Matalan was a surprise package Monday, reporting a rise in sales and earnings for the opening Q1 and an upbeat message despite tough times ahead.

Analysts previously had the UK value fashion retailer down as a potential victim of an increasingly tough economy, saddled with falling sales and a heavy debt load. Matalan has bounced back, not only with its full-price strategy paying off handsomely but with its design team praised for the strong womenswear demand, especially in the print category.

In the 13 weeks to May 27, headline news was its full-price sales jumped 21.5% as total revenue lifted a more modest 1.3% to £253.4m with its online ops performing very well.

Core earnings (ebitda) also jumped almost 38% to £22.3m.

Giving the now-obligatory “challenging market” overview, CEO John Hargreaves said the retailer is coping with consumers facing tough times due to rising inflation and general economic uncertainty. He added that Matalan is “well positioned” to benefit in such an environment, offering “fantastic design and quality at outstanding value.”

But he also cautioned that he “doesn’t expect the retail environment to improve in the near term.”

Back to the good news. He noted its womenswear offer had a “great season”, with the firm’s investment in design paying off.

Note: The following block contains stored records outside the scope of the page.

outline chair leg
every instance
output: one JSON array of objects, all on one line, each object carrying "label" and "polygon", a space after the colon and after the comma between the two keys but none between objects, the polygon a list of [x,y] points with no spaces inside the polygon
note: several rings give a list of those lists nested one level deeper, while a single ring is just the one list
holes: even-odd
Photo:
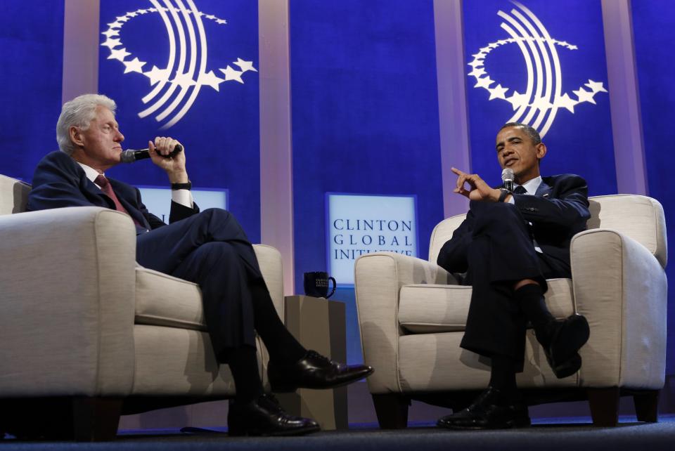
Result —
[{"label": "chair leg", "polygon": [[117,434],[122,400],[75,398],[72,400],[74,438],[78,442],[113,440]]},{"label": "chair leg", "polygon": [[375,412],[381,429],[403,429],[408,426],[410,400],[397,393],[373,394]]},{"label": "chair leg", "polygon": [[615,426],[619,423],[619,388],[589,388],[593,425]]},{"label": "chair leg", "polygon": [[656,423],[659,421],[658,390],[645,390],[633,395],[633,403],[638,421]]}]

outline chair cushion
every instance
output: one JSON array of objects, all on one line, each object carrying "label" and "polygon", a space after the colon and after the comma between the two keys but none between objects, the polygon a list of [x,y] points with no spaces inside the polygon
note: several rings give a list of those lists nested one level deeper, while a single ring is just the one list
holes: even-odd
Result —
[{"label": "chair cushion", "polygon": [[138,266],[135,322],[206,330],[199,285]]},{"label": "chair cushion", "polygon": [[[551,314],[563,318],[574,312],[571,279],[548,280],[546,304]],[[411,285],[401,288],[399,324],[409,333],[463,331],[471,301],[471,287]]]}]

Its new coordinated fashion and prints offer “performed extremely well and created a great reaction across social media.”

Hargreaves also said it store refresh programme is “delivering very encouraging early results by offering customers more choice and an improved shopping experience” and will be continued through the rest of the year, eventually covering all its 227 UK stores and 25 franchise locations abroad.

He also hailed the progress of Matalan’s fast-growing online channel, helped by the introduction of next-day click & collect with extended cut-off times for customers to place orders.

Matalan said it has put major investment behind its online offer and last year saw related revenue rising over 60%. The company said last month that e-tail is bringing new customers and promised a revamped website later this year.

Last year, however, the picture was different. Matalan’s bonds were hindered by concerns over the retailer’s ability to service its £500m debt pile as footfall at its retail parks slumped over the past year.

However, Lloyds Bank granted the chain a reprieve last year by resetting its covenants, which gave it some breathing space to focus on store refurbishment while improving its design and digital offer. It is also understood that the owning Hargreaves family has been investing in the company’s bonds to improve their trading and restore faith with investors.